琉依達への協力要請を決めた私は3人が分かれるのを待った。
少しすると、雅が仕事に使う道具の買い出しでデパートに行くとか言って、いなくなる。
空閑 柚稀
じゃあ、この辺で。今日は行かなきゃいけないとこがあるから。
如月 琉依
うん。また明日。
柚稀もいなくなり、琉依が帰ろうと歩き出す。
桐山 桃香
琉依ちゃん。
呼び止めると、琉依は振り返り私を見ると、私が琉依にある用が思いつかないのか怪訝そうな表情を浮かべる。
如月 琉依
桐山か…、どうした?
桐山 桃香
ちょっと、話があるの。
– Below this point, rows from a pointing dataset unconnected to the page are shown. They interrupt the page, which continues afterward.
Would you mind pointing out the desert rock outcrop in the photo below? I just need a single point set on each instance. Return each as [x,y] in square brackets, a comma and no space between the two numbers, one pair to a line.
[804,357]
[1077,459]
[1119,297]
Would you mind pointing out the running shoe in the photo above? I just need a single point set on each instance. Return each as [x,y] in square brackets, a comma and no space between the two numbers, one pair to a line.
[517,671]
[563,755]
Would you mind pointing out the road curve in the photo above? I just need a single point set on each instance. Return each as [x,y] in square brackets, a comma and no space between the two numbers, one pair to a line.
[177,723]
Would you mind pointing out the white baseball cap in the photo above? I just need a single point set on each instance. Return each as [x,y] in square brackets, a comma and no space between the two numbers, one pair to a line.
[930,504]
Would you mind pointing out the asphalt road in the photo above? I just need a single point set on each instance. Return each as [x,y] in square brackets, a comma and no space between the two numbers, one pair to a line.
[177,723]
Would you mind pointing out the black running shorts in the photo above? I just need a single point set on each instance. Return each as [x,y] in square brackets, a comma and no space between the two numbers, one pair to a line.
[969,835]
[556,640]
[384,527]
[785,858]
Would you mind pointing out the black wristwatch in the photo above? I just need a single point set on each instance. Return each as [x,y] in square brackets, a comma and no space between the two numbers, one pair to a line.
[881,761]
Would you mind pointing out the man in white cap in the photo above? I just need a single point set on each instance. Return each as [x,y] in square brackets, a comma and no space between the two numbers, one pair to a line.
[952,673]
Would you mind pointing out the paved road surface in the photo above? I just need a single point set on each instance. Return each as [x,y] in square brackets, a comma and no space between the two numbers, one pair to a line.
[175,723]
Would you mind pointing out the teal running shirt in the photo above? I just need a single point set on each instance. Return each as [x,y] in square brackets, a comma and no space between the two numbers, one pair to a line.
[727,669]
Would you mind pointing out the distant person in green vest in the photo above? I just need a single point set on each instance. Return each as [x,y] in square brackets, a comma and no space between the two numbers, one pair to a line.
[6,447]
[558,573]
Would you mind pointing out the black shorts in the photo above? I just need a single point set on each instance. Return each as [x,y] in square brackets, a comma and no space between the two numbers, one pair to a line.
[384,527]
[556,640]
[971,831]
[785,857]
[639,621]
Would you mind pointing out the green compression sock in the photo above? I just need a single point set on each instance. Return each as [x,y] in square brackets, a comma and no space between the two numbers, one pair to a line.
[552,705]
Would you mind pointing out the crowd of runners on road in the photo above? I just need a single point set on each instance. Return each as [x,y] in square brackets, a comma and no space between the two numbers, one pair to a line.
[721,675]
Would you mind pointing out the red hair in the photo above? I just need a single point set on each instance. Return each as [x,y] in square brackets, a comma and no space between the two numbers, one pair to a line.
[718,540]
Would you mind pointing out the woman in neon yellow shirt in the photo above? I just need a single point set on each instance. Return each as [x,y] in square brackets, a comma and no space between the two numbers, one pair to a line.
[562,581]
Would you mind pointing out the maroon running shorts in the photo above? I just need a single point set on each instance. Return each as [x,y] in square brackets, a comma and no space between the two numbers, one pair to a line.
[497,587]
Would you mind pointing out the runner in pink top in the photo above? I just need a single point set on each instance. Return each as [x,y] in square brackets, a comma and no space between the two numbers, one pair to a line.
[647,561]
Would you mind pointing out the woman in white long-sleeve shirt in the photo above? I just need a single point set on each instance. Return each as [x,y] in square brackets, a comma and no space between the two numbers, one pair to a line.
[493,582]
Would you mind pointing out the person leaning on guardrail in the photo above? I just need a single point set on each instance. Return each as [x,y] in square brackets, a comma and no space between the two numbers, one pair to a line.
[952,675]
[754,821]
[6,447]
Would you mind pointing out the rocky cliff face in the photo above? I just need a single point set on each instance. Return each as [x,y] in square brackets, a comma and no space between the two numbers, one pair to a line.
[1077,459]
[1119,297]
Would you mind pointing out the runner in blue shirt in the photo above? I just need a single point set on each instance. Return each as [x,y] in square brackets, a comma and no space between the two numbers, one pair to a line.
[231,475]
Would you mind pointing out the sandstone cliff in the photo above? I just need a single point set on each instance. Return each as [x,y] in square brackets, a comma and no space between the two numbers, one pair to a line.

いいかな?
如月 琉依
まぁ、いいけど…
桐山 桃香
ここじゃ他の学生も通るから近くのお店に入ろうよ。
私の提案を受けてくれた琉依。
提案した通りに近くのファミレスに入ると、琉依と向かい合って座り飲み物を頼む。
如月 琉依
で、話って?
桐山 桃香
このクラスのカーストをぐちゃぐちゃにしたい。
単刀直入に言った言葉に琉依が苦笑いを浮かべた。


そして…
如月 琉依
やっぱり、桐山だったのか。
桐山 桃香
えっ?
苦笑いを浮かべたまま紅茶を一口飲んだ琉依。
私は琉依の答えに驚きの声をあげた。
桐山 桃香
見てたの…?
如月 琉依
いや、私は見ていない。でも最近、妙にクラスでうるさかったやつが静かになるのは気になった。雅もだけど。
紅茶を机に置くと、琉依は背もたれに身を任せ…
如月 琉依
つまり、何だ。わざわざ私に話に来たってことは桐山がいつもいる峰本達の内の誰かを落としたいのか?
私が頼みたいことを聞いてきた。
話は知ってはもらえそう。
ここで逃げられたら、沙月達を落とそうとしていることを他の人に言いかねない。つまり…
何とか交渉して協力してもらう道しかない…。